La izquierda de Federico Izquierdo
Bautista Gómez armó sus baúles y petacas y cogió el primer barco que lo llevara del otro lado, a New York
Federico Izquierdo no fue un pitcher zurdo de las Águilas Cibaeñas ni de ningún otro equipo. Tampoco fue un militante de los partidos “comunistas” que existieron en el país. Izquierdo, como cariñosa y simplemente se le conocía, fue un gran dibujante y pintor de Santiago que “no tuvo la suerte” ni de Colson, ni de su profesor Juan Bautista Gómez, de Severino, Tovar o de Miguel Núñez, autor partidario y privilegiado para vender toda su exposición de Bosch y de Duarte con el PLD de Gobierno. ¡Así si es bueno!
A Izquierdo no lo mandó nadie como embajador o cónsul ni a Jamaica, Singapur y menos a las Islas Vírgenes, no porque no tuviese talento, sino por no ocurrírsele, como hacen los avivatos summa cumme laude, meterse en un partido de gobierno, jocear, romper brazos y conseguir un puesto de esas delicias aristocráticas clienteléricas o ganadas por un abolengo viralata, allá en la tranquilidad, lejos del lar natal para codearse con la intelectualidad, internacional y bohemia, entre fiesta y fiesta, trago y trago, polvo y polvo u ocio y ocio. Más bien, entre pendejá y pendejá.

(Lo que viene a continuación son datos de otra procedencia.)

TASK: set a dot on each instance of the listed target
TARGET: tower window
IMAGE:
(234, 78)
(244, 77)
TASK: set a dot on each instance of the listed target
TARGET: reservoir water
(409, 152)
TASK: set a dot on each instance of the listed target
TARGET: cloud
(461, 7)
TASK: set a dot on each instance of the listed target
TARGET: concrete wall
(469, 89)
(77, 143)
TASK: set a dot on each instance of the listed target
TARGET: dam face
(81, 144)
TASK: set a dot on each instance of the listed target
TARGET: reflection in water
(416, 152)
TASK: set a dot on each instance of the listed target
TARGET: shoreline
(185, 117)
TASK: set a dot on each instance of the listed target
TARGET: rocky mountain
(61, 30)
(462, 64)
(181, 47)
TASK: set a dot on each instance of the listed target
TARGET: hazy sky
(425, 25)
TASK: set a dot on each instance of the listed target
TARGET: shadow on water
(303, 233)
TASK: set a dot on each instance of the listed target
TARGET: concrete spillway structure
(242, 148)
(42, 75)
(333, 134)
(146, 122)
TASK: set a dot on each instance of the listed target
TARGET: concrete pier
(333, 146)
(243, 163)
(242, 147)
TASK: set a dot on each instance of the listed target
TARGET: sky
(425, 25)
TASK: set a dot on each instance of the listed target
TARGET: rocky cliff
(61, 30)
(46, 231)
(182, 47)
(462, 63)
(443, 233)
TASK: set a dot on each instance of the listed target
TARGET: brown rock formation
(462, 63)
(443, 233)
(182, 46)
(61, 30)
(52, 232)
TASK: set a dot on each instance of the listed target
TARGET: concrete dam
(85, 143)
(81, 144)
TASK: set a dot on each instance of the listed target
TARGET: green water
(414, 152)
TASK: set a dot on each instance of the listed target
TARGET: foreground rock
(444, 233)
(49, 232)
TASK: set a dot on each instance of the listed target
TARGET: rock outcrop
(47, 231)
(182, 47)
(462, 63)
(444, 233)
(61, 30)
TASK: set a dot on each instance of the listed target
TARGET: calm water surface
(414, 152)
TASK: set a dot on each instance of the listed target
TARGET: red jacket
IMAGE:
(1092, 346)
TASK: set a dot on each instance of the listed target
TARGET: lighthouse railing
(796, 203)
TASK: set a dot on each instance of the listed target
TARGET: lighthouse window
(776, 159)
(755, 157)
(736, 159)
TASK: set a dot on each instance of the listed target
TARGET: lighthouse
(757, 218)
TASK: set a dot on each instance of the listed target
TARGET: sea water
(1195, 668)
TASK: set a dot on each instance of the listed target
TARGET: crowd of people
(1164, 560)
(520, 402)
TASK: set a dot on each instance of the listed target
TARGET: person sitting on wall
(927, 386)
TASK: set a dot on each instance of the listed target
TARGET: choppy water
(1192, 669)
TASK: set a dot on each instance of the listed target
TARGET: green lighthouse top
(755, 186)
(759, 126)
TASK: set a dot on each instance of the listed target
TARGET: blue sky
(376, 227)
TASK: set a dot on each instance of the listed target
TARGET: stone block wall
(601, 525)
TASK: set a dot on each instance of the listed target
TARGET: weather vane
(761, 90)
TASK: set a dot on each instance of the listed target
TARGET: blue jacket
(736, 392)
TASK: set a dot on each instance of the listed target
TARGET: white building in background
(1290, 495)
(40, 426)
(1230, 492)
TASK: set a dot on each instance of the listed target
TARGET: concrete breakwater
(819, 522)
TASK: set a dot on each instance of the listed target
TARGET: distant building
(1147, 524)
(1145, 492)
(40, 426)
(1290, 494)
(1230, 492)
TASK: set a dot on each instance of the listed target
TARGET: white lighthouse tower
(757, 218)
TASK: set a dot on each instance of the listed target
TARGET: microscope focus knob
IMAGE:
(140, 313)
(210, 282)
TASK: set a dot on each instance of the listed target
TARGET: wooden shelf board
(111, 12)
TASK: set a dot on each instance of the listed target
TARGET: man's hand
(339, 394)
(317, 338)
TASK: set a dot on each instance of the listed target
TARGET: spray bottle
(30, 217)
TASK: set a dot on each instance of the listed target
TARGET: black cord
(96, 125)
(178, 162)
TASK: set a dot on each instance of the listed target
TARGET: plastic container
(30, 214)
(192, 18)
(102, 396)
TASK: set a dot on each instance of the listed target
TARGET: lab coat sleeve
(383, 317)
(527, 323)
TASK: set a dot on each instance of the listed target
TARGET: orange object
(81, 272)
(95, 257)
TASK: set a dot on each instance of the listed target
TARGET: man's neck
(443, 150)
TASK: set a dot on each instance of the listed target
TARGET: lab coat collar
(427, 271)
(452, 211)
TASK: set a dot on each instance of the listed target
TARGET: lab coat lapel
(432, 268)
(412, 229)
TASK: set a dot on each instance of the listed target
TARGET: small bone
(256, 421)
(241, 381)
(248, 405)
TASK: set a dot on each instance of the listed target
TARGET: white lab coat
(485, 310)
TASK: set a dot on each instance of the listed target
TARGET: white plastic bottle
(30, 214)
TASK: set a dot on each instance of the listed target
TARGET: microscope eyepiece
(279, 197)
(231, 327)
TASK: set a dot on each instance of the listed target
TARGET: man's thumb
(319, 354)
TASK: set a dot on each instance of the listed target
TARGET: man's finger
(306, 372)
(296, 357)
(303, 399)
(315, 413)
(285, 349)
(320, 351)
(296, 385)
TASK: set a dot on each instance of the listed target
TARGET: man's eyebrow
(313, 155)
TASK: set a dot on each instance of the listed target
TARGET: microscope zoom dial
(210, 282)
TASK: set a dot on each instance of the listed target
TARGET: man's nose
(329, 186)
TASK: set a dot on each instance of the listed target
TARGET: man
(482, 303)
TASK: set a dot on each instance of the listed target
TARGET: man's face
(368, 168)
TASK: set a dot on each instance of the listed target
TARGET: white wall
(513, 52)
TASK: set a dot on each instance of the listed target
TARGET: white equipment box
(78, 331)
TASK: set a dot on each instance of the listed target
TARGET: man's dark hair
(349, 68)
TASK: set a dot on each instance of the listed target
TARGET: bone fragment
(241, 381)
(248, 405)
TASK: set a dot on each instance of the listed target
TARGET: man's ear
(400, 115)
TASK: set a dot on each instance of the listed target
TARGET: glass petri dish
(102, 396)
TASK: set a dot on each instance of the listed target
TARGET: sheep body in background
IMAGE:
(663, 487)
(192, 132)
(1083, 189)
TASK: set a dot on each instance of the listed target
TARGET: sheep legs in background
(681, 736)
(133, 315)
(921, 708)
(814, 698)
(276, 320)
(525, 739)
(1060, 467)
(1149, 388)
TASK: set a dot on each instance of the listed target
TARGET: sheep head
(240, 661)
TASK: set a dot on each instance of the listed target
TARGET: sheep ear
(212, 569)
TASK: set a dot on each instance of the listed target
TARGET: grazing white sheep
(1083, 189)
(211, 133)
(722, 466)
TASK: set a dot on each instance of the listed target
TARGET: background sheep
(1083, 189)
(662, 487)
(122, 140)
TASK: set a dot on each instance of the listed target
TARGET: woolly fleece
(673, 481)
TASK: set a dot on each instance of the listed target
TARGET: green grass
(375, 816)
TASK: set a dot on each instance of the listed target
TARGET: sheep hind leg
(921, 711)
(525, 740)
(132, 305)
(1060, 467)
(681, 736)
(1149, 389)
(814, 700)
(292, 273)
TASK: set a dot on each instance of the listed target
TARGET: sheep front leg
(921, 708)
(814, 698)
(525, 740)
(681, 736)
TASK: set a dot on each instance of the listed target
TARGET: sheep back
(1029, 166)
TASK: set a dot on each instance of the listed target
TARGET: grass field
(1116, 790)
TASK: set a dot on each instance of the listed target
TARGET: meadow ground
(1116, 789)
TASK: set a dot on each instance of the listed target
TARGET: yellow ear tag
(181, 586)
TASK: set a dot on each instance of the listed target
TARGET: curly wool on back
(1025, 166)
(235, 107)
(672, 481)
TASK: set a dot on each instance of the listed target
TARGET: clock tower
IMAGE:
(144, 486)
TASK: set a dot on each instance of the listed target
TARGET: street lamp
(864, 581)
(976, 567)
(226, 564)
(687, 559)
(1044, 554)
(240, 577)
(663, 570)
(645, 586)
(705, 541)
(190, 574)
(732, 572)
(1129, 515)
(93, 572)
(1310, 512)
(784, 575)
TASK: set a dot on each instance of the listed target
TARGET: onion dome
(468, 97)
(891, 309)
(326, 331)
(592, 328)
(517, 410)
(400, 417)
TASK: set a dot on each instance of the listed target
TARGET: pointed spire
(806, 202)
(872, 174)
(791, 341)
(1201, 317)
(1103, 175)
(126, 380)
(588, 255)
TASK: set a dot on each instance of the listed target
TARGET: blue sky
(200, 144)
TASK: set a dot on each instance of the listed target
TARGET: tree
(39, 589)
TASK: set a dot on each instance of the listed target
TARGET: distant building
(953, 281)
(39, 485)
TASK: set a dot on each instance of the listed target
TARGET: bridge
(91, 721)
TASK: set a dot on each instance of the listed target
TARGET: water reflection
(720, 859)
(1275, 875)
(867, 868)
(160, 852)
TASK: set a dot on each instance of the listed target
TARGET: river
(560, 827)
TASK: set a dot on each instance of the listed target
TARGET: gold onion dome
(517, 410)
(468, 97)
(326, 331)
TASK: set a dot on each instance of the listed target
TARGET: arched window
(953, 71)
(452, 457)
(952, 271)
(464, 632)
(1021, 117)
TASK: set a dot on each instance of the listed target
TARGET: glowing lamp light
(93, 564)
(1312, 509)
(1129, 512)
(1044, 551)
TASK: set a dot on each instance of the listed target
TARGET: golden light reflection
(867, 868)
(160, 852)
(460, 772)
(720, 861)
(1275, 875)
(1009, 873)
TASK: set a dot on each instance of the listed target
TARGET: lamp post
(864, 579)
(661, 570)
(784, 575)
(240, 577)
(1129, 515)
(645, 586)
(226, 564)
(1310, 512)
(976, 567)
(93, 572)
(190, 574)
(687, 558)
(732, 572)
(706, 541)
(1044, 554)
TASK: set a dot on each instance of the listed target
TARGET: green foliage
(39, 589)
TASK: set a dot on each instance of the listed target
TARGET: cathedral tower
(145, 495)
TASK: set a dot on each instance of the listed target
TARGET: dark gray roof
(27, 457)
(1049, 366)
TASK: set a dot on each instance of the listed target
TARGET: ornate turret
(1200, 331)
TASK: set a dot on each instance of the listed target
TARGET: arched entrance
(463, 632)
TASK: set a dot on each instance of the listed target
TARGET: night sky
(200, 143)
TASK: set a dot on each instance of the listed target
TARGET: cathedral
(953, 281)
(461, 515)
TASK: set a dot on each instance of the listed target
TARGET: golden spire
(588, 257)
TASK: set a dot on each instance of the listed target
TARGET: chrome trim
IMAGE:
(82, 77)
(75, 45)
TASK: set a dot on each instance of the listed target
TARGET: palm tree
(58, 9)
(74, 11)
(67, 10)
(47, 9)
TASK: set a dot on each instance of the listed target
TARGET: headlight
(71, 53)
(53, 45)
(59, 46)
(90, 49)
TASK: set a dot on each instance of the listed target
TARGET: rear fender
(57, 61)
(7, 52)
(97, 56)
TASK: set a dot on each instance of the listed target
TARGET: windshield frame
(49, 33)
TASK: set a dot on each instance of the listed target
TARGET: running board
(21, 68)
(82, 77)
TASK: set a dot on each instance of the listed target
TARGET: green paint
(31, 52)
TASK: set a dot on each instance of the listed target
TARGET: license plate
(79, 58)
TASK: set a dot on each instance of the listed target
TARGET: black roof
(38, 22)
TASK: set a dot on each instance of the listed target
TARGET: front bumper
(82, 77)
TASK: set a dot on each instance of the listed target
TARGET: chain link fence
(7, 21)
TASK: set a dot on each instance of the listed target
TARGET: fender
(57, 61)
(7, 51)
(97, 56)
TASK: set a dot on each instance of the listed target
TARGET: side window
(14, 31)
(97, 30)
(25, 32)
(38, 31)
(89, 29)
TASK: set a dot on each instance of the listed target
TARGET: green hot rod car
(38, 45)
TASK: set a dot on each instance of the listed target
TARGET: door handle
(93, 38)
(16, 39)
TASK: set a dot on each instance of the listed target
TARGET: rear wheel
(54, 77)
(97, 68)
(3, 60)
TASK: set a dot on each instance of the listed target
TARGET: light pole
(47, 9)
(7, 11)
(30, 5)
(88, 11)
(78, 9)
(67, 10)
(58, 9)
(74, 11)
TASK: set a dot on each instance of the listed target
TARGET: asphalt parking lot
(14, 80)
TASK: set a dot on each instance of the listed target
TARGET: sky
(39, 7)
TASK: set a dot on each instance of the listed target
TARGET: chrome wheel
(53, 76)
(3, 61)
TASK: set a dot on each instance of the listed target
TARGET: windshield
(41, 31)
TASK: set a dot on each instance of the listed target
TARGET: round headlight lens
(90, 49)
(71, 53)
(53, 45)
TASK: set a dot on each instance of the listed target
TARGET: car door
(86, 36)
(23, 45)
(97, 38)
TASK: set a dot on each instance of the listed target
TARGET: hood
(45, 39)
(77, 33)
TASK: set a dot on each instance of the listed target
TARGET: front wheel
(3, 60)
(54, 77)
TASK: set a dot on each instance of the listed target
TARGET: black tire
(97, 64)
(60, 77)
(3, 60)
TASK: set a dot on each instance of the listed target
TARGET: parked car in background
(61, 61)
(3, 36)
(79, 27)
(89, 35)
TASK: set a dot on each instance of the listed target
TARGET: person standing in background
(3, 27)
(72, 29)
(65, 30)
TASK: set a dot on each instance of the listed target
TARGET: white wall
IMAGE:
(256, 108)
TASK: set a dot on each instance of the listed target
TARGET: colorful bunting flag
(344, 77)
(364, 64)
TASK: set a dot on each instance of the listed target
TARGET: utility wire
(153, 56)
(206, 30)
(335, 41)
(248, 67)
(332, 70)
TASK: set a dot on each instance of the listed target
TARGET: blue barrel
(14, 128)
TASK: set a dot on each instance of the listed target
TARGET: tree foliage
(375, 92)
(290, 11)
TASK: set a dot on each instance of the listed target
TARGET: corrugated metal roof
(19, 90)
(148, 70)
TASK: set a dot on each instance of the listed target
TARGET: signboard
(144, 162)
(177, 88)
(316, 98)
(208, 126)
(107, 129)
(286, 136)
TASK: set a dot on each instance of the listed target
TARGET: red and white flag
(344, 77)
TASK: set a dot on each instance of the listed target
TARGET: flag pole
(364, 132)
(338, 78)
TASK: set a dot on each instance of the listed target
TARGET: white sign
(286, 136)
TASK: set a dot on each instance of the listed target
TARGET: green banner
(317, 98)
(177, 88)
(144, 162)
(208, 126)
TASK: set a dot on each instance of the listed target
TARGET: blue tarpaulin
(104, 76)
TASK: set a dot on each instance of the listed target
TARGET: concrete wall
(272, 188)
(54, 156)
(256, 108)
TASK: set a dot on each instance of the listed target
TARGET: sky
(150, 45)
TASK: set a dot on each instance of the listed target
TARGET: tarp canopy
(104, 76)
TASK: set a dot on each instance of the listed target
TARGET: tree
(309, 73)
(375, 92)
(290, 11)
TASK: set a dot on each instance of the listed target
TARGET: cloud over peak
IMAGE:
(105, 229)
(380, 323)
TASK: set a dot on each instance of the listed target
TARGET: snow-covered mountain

Cuando en Europa se asomaba la primera gran guerra del 1917, “El León” Bautista Gómez armó sus baúles y petacas y cogió el primer barco que lo llevara del otro lado, a New York, desde donde se enrumbó al Santiago polvoriento, enlodado y pequeño dominado todavía por los revolcaderos de burros y en cuyo principal se batallaban los equipos de pelota Inoa y Yaque y que la gente vacilaba en llamarlo Plaza Valerio o el play y que Trujillo no titubeó en bautizar Parque Ramfis. Era el Santiago de la Fortaleza San Luis donde su pariente Teodoro Gómez batalló y batalló como restaurador hasta ser nombrado Jefe de los Bomberos y donde el recuerdo de los “come burros” seguía latente como el pito de los otros bomberos, los vecinos de los muertos. Hubiese resucitado de saber que Serulle le derrumbó su casa en la Cuba, frente al framboyán, donde él amarraba su penco, por la vera de la barranca de Los Pepines.